One way to look into this is by letting sports fans have a go at their own data analysis. Nothing brings out our competitive nature better than by tapping into our patriotism after all, and these Global Games tournaments certainly provide a good opportunity to get behind and cheer on your country.

With a specially created Winter Games app, sport enthusiasts (and patriots) can visualise, analyse, compare and contrast the extensive history and results of all the Winter Games over the years. Did you know, for instance, that Norway currently holds the most medals at the Winter Games with 306, and the athlete with the most medals is cross-country skier Bjørn Dæhlie with 12 - also from Norway?

Many may take that to mean that Norway is the country to back this year, but further data analysis reveals that Liechtenstein has won more medals per capita than any other nation, with nine medals so far, all in Alpine skiing.

Whether surprisingly or not, the countries with the most gold medals in the Winter Games are from the Northern Hemisphere (although the Winter Games have also only been held in the Northern Hemisphere so far).

In the same vein, this data analysis also allows fans to cheer themselves up by comparing their countries to those that haven't historically done so well. Great Britain is one example of this, with its best medal haul over 100 years ago, in 1908, and overall performance generally declining.

Any athlete will confirm that half the battle is having the right mindset when it comes to delivering a sterling (or even golden) performance. They can have all the best managers, coaches, dieticians and the most finely honed bodies, but if they think they can't win, they're unlikely to. The more they can remove elements of luck from the game, through data analysis and the addition of data scientists to their teams, the better-placed they will be to focus on the end result and that gold medal.
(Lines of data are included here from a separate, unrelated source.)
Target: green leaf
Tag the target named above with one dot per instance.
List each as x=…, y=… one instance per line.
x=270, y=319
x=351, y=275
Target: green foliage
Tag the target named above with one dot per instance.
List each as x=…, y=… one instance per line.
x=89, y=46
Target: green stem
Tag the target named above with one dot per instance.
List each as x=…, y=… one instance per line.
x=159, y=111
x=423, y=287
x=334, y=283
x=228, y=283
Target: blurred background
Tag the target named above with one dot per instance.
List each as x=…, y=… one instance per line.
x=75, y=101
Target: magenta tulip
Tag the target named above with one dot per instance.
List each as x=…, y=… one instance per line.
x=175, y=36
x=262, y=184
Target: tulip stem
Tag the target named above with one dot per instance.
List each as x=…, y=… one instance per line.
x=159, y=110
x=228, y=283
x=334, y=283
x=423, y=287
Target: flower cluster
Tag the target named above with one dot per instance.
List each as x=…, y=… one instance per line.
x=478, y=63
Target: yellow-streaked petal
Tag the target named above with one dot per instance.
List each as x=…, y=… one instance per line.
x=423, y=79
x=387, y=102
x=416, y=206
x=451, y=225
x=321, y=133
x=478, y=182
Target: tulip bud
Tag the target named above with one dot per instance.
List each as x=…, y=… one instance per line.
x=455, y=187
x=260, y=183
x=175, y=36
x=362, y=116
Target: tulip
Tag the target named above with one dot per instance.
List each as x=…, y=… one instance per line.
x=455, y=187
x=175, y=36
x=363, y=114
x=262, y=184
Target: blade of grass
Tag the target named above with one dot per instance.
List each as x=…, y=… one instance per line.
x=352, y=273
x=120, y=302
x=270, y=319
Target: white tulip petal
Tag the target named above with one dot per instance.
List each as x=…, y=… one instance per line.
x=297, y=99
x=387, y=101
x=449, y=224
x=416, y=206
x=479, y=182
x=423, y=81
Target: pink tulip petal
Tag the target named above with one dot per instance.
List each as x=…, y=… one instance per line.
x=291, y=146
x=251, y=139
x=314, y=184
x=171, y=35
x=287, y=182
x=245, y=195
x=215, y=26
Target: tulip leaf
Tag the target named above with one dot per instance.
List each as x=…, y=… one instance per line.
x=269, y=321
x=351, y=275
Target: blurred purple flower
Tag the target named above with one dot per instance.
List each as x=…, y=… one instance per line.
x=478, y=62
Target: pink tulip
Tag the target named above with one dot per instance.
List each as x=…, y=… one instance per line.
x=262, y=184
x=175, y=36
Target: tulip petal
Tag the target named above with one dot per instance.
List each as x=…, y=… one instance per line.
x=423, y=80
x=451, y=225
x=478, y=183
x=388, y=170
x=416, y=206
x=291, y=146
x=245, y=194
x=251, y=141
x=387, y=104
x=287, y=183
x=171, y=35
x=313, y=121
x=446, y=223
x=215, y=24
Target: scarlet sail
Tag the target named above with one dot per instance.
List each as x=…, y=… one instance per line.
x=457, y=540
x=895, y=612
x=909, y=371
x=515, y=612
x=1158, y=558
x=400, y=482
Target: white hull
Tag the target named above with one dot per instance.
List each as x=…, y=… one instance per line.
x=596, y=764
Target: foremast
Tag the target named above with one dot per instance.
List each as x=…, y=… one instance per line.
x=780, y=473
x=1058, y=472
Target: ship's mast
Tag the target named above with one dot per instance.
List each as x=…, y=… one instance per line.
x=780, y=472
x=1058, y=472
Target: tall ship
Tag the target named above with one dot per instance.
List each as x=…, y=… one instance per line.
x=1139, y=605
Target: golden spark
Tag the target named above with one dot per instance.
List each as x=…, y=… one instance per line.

Previously there may have been alternative routes taken to enhance performance and guarantee a gold or silver medal for your country. With the rise of big data and freely available information, in tandem with advanced technologies and intuitive tools, anyone can legally look for ways to gain that competitive advantage. All it takes is some data analysis and that athletic determination.

By making this data analysis freely available to sporting fans all over the world, I hope that they can lend their support to their country's athletes to spur them on into winning. The rallying cry of supporters is well-known as a boost to those on the track, mountain, or in the skating hall - in many a case helping to push the athlete's performance beyond his or her wildest imagination. By tracking how your favourite sporting hero or your own country is performing as the Winter Games progress, we should be able to prove that data analysis is as much as part of the process that leads to winning, as is luck, determination, all those years of training and the support of your country.